Fueron varias las discusiones con Miriam al respecto y muchas las aventuras con Tomás para ir descubriendo el negocio montado entorno a la propia inmigración por las mafias de la droga y la penosa realidad de los realmente pobres, cuya mayor desgracia era no poder convertirse siquiera en inmigrantes, y se dedicaban a cruzar diariamente la frontera en busca de alguna ayuda, ya fuera altruista o hurtada.

Cada día comparábamos la diferencia entre los pobres inmigrantes de Calamocarro, el campamento de refugiados donde se concentraban los inmigrantes subsaharianos llegados a la ciudad, y los pobres inmigrantes magrebís que malvivían de la caridad y el robo, volviendo cada noche a su país a llevar a sus familias su exiguo botín.


Los primeros cogían cada mañana el Ferrys dirección a Algeciras, portando varias bellotas de droga en su interior, para así pagar los emolumentos de su viaje hasta allí, mientras los segundos la consumían apostados en la muralla del paseo marítimo, viendo partir los barcos que nunca podrían coger.

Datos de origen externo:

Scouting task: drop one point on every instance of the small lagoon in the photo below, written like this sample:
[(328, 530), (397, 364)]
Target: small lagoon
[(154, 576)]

Algunas noches me vestía mi uniforme y salía de maniobras con mi unidad para observar desde el monte Hacho el tránsito de pateras por el estrecho con el radar Arine, que nos permitía hasta escuchar las conversaciones de los barcos a kilómetros de distancia. Con todo esto pude hacerme una imagen empírica de lo que allí sucedía, pero me faltaba algo y estaba por llegar.


Justo antes de las navidades nos dieron la noticia. Pasariamos la noche de reyes, y las dos siguientes en la frontera, haciendo guardia frente a la valla que separa España de Marruecos. Las guardias en frontera estaban destinadas principalmente a la Guardia Civil, pero la falta de efectivos obligaba a reforzarla con militares profesionales y en ocasiones puntuales, como aquel invierno del 99, con soldados de remplazo.

Juanmi y yo no nos lo pensamos. Y el día 5 de enero allí estábamos montados en el todoterreno militar dispuestos a vivir una nueva experiencia.